Bdote Mni Sota

Bdote Mni Sota – 20 x 30 – Ink on paper – 2025

The drawing Bdote Mni Sota – Confluence of the Minnesota and Mississippi Rivers matches trails that existed in the early 1800s (yellow/orange lines) to the current day grid of highways (white lines). Early maps from residents of Fort Snelling of the 1830s, U.S. Land Survey maps of the 1840-50s, and topographical maps of 1890s were referenced to portray the Twin Cities before Dakota and Ojibwe land cessation and the urbanization and industrialization of the metro area. Lakes and streams in the darker cerulean blue were lost as they were filled in for development or channeled into sewers. The Mississippi was home to shifting sandbar islands, destroyed as the river was dredged to be navigable for commercial shipping, and the only natural major waterfall, Owamniyomni nka St Anthony Falls, was dammed to support the milling industry. In the center of it all is Bdote, the confluence of the Minnesota and Mississippi rivers, sacred to native people. Bdote Memory Maps describes Bdote as “where everything began and (where everything) began changing.”

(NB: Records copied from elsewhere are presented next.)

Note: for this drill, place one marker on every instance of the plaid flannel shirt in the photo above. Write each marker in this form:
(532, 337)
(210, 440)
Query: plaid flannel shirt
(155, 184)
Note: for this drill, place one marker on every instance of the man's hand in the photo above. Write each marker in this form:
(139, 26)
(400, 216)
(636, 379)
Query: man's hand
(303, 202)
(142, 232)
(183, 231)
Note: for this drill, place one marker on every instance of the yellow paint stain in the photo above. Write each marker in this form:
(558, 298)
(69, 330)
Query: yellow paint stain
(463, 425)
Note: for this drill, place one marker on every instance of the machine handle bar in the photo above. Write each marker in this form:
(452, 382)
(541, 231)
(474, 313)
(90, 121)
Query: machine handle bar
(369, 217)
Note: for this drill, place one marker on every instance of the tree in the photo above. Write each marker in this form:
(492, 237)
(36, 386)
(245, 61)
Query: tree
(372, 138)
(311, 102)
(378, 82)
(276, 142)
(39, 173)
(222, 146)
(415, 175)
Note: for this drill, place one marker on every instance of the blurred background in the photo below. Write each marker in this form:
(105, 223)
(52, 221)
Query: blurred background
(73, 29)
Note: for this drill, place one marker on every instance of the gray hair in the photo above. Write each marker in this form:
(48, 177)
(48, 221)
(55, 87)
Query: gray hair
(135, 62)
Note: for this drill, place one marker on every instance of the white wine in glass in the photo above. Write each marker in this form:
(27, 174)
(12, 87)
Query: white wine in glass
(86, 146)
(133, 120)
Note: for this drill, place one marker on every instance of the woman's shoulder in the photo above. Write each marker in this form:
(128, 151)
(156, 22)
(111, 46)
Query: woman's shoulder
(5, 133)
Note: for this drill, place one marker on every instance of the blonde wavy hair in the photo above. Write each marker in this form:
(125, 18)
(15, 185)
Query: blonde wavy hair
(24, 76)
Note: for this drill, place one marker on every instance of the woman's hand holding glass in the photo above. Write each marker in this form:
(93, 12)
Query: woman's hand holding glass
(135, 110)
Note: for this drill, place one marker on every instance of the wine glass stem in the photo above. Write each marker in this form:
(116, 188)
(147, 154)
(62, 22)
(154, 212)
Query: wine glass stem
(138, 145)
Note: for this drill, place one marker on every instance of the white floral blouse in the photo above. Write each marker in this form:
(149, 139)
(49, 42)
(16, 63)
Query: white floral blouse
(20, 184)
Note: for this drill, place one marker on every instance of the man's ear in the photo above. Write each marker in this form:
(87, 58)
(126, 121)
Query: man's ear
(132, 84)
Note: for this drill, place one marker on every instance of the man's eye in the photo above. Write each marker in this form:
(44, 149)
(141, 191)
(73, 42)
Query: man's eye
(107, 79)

Reference material that inspired and provided imagery and text include Jane Gibbs: the Little Bird that was Caught by Ann E Neuberger, Samuel Pond’s Dakota Life in the Upper Midwest, Seth Eastman’s paintings that depicted Dakota and Ojibwe ways of life, and the dioramas of the Mille Lacs Indian Museum. I wish I had found more original Dakota or Ojibwe reference material. It is my hope that creating this map of the Twin Cities that illustrates a land flourishing with native people serves to recognize that their lost ways of life.

The map border depicts the wild rice flower, a tiny purple gem that flourishes at mid-summer. While the flower only lasts a short time, as long as some of the rice falls back into the water at harvest, the life cycle of the wild rice plant will begin again.